Release factors bind to the A-site in the absence of tRNAs.

Peptidyl transferase catalyzes the addition of H2O instead of an amino acid.

Carboxyl end of the amino acid chain is freed.
- Peptide chain is released into the cytoplasm.

mRNA is released and ribosome dissociates.

Question 18

Are there any differences in bacteria?

Answer 18

Bacteria do not have 5` caps on their mRNA

Bacteria contain ribosome binding sites (rbs) in their mRNA
 - Shine-Dalgarno sequence (AGGAGG)
 - 6-7 nucleotides long
 - Upstream of the start codon.
 - Don’t rely on tRNAs to bind to mRNA.
mRNAs are polycistronic
    - multiple genes on one mRNA strand.

Question 19

Many proteins are made quickly using polyribosomes

Answer 19

Assembly of many ribosomes on a single mRNA strand.
- can be as close as 80 nucletotides a part.
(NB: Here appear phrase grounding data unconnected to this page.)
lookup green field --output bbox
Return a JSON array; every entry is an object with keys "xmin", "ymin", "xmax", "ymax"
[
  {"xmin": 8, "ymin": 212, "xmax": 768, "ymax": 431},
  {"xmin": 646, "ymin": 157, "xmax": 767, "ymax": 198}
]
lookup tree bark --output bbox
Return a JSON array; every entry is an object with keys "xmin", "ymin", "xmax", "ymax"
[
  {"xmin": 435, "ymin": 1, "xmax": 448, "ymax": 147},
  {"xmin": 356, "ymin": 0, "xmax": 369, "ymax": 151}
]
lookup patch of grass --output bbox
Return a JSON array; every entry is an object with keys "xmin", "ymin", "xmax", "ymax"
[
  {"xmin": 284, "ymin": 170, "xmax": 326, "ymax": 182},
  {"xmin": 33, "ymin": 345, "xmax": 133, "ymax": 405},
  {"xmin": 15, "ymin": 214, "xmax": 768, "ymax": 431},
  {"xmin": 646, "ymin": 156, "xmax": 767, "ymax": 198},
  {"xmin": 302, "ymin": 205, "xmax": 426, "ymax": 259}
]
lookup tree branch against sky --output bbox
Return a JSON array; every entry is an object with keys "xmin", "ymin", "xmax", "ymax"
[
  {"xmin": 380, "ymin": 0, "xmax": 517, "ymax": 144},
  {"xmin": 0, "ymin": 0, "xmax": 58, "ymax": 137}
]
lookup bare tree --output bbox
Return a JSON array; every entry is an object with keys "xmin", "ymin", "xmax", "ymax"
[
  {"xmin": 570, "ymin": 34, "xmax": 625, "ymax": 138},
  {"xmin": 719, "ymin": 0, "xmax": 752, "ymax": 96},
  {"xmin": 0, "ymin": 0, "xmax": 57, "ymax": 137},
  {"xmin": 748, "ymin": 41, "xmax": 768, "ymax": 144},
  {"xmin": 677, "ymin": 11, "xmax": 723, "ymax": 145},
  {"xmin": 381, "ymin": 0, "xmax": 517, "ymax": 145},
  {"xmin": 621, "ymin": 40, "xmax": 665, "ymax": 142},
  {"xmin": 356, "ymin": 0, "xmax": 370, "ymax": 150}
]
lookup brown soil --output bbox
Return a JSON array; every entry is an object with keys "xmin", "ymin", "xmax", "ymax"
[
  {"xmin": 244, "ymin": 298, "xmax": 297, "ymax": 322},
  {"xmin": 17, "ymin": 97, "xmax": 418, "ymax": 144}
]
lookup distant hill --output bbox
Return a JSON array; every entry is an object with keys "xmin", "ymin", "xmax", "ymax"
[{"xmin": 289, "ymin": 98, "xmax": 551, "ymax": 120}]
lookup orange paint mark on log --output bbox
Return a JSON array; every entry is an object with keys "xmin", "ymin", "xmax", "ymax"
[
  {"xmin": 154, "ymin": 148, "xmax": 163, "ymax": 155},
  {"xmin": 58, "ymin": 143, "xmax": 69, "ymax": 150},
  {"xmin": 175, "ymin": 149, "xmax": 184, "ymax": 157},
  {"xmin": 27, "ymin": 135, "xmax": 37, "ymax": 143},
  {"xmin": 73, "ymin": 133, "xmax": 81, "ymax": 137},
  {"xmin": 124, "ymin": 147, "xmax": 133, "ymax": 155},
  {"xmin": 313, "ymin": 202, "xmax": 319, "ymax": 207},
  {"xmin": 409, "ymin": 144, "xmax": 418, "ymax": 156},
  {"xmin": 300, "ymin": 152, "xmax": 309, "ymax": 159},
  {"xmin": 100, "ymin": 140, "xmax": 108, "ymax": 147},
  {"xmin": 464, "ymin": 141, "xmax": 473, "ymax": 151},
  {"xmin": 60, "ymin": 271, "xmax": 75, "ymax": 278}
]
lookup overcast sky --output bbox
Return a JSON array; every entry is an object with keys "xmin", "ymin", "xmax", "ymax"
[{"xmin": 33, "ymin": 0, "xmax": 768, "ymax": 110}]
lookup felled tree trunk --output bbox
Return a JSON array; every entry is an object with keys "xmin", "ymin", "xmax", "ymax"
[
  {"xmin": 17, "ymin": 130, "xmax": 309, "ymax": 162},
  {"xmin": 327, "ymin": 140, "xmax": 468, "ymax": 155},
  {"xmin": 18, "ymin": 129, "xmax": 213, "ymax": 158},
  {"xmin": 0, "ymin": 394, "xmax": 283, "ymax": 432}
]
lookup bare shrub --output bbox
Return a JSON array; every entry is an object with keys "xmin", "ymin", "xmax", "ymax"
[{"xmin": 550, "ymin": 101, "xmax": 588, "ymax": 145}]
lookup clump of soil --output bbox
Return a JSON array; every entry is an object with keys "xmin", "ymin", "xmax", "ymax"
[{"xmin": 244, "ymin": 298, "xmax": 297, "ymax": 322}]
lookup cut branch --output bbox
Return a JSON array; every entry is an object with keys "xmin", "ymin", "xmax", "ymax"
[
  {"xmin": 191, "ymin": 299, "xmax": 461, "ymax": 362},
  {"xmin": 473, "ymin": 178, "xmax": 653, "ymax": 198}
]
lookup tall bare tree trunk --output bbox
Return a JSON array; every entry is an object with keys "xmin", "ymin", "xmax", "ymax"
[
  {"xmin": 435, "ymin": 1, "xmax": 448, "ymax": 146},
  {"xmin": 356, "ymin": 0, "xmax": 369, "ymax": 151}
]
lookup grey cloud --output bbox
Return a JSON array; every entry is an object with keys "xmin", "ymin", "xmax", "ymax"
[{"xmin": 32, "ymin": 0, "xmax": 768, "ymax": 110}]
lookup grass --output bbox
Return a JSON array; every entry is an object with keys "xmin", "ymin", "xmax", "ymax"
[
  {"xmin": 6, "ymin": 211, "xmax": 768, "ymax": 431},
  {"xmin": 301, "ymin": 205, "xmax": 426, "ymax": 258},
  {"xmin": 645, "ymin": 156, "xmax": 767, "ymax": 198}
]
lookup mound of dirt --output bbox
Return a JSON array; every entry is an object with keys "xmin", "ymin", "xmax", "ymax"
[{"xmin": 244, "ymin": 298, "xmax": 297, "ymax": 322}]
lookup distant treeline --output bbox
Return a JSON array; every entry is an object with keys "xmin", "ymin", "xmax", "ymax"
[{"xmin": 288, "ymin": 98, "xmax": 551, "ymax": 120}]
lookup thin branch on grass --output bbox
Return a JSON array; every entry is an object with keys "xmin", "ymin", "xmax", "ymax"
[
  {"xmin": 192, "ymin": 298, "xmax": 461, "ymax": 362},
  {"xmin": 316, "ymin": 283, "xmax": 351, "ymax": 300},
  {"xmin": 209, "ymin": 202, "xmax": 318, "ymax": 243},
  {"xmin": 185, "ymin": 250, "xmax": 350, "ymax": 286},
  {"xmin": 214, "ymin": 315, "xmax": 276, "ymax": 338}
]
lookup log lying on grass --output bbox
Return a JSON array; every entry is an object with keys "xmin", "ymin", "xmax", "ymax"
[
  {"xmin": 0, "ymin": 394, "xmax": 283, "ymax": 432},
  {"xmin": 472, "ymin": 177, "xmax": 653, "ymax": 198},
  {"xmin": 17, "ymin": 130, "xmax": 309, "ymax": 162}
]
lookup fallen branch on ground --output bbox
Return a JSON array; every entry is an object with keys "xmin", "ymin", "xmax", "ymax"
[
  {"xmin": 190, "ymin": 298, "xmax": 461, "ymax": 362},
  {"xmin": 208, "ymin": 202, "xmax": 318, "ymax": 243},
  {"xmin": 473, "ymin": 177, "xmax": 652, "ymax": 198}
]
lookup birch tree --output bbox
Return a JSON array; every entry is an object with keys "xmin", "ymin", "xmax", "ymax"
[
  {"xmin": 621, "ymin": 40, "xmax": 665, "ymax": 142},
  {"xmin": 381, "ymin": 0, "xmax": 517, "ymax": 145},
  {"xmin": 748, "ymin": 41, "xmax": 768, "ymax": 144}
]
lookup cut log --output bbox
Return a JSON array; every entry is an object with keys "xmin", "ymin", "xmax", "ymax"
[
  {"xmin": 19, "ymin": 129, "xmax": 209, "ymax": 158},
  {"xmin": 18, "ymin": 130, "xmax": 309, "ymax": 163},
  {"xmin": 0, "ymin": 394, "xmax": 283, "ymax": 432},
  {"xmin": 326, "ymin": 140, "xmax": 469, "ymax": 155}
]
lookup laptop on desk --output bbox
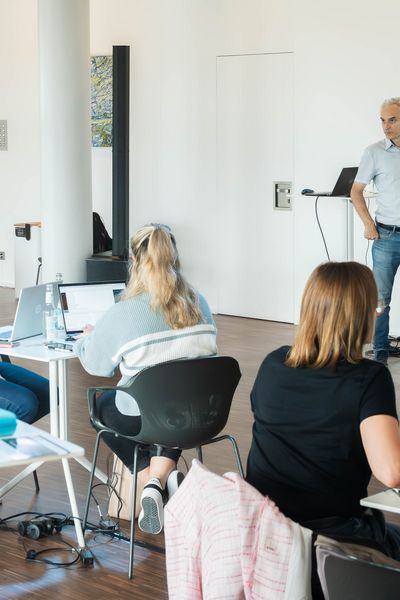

A second ribosome sits down as soon as the first ribosome exits the start codon.

Generates multiple peptide strands at different points during synthesis.

Question 20

What happens next?

Answer 20

Some peptide strands fold spontaneously.
- Interactions between the amino acid side chains.

Some peptide strands require molecular chaperones to fold properly.
- Larger proteins w/ multiple “domains”.

Question 21

Regulation of protein levels within the cell Part I

Answer 21

Protein degradation pathways

• Lifetimes – differ for each protein
• Misfolded or damaged proteins

The lysosome contains proteases
- Enzymes which hydrolyze the peptide bond between amino acids.

The proteasome degrades proteins within the cytosol
- Central cylinder capped by two “stoppers”.

• ATP is used to move the proteins into the cylinder for degradation.

Question 22

Regulation of protein levels within the cell Part II

Answer 22

Proteins are “tagged” for degradation by a specific post-translational modifications
- Ubiquitination

Ubiquitin protein is attached to specific lysines in the protein sequence

Proteins can be mono- or poly-ubiquitinated
- Poly-ubiquitination signals degradation.

Question 23

Protein expression regulation

Answer 23

Many cellular processes can be used to regulate protein levels within the cell.
- Before and after peptide strand generation.